Modified-Release Hydrocortisone in Congenital Adrenal Hyperplasia

Deborah P Merke, Ashwini Mallappa, Wiebke Arlt, Aude Brac de la Perriere, Angelica Lindén Hirschberg, Anders Juul, John Newell-Price, Colin G Perry, Alessandro Prete, D Aled Rees, Nicole Reisch, Nike Stikkelbroeck, Philippe Touraine, Kerry Maltby, F Peter Treasure, John Porter, Richard J Ross, Deborah P Merke, Ashwini Mallappa, Wiebke Arlt, Aude Brac de la Perriere, Angelica Lindén Hirschberg, Anders Juul, John Newell-Price, Colin G Perry, Alessandro Prete, D Aled Rees, Nicole Reisch, Nike Stikkelbroeck, Philippe Touraine, Kerry Maltby, F Peter Treasure, John Porter, Richard J Ross

Abstract

Context: Standard glucocorticoid therapy in congenital adrenal hyperplasia (CAH) regularly fails to control androgen excess, causing glucocorticoid overexposure and poor health outcomes.

Objective: We investigated whether modified-release hydrocortisone (MR-HC), which mimics physiologic cortisol secretion, could improve disease control.

Methods: A 6-month, randomized, phase 3 study was conducted of MR-HC vs standard glucocorticoid, followed by a single-arm MR-HC extension study. Primary outcomes were change in 24-hour SD score (SDS) of androgen precursor 17-hydroxyprogesterone (17OHP) for phase 3, and efficacy, safety and tolerability of MR-HC for the extension study.

Results: The phase 3 study recruited 122 adult CAH patients. Although the study failed its primary outcome at 6 months, there was evidence of better biochemical control on MR-HC, with lower 17OHP SDS at 4 (P = .007) and 12 (P = .019) weeks, and between 07:00h to 15:00h (P = .044) at 6 months. The percentage of patients with controlled 09:00h serum 17OHP (< 1200 ng/dL) was 52% at baseline, at 6 months 91% for MR-HC and 71% for standard therapy (P = .002), and 80% for MR-HC at 18 months' extension. The median daily hydrocortisone dose was 25 mg at baseline, at 6 months 31 mg for standard therapy, and 30 mg for MR-HC, and after 18 months 20 mg MR-HC. Three adrenal crises occurred in phase 3, none on MR-HC and 4 in the extension study. MR-HC resulted in patient-reported benefit including menses restoration in 8 patients (1 on standard therapy), and 3 patient and 4 partner pregnancies (none on standard therapy).

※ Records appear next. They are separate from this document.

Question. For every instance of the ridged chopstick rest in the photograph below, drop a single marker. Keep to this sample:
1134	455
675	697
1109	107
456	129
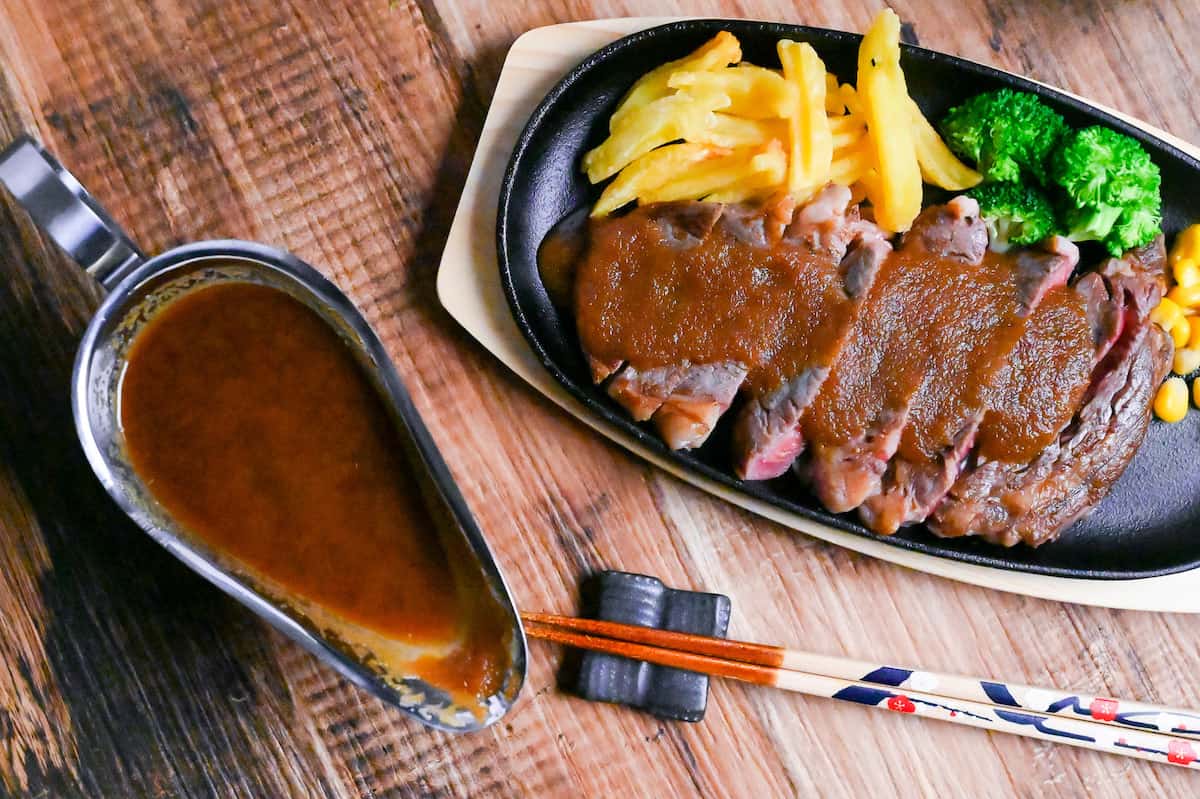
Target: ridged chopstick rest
643	600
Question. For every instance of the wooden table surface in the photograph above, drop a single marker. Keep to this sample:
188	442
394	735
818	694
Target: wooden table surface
343	131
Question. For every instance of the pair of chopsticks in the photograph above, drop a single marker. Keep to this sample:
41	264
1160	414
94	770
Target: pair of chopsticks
1117	726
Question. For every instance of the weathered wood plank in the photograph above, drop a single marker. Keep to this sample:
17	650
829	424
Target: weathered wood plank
343	132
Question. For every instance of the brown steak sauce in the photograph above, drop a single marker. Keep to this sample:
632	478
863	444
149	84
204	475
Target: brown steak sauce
640	296
933	334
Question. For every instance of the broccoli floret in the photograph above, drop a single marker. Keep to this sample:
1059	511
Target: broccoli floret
1113	186
1007	133
1014	214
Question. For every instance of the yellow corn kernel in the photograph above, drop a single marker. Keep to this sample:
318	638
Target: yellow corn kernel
1180	332
1171	401
1165	313
1185	295
1187	272
1186	361
1187	245
1193	332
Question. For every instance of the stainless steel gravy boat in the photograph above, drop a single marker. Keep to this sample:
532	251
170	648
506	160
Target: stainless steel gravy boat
137	288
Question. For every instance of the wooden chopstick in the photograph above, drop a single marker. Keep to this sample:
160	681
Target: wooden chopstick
1103	727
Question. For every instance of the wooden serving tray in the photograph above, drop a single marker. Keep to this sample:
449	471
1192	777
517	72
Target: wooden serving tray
469	288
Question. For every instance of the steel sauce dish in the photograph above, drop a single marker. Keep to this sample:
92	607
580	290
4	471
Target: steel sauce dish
137	288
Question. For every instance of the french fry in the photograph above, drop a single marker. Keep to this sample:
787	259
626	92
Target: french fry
729	131
754	92
833	101
871	186
939	166
810	140
857	192
850	164
714	54
767	173
676	116
846	136
885	97
846	124
754	168
651	172
849	96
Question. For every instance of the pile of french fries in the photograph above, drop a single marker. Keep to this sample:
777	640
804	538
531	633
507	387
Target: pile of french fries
712	127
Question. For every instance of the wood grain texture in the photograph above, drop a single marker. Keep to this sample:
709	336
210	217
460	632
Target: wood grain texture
343	131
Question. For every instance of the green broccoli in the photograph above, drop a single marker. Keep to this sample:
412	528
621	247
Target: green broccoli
1113	187
1014	214
1007	133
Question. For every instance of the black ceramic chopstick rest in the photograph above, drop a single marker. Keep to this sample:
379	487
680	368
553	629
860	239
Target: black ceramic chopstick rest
643	600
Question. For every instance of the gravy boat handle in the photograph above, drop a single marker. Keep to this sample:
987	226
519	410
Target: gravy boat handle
64	209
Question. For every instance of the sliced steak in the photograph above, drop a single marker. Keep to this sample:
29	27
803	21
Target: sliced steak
952	401
1103	440
856	421
1041	463
643	391
767	436
688	416
677	305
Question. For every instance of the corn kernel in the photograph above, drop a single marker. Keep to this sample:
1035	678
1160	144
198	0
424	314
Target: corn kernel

Conclusion: MR-HC improved biochemical disease control in adults with reduction in steroid dose over time and patient-reported benefit.

Trial registration: ClinicalTrials.gov NCT02716818 NCT03062280.

Keywords: 21-hydroxylase deficiency; adrenal insufficiency; congenital adrenal hyperplasia; glucocorticoid; hydrocortisone.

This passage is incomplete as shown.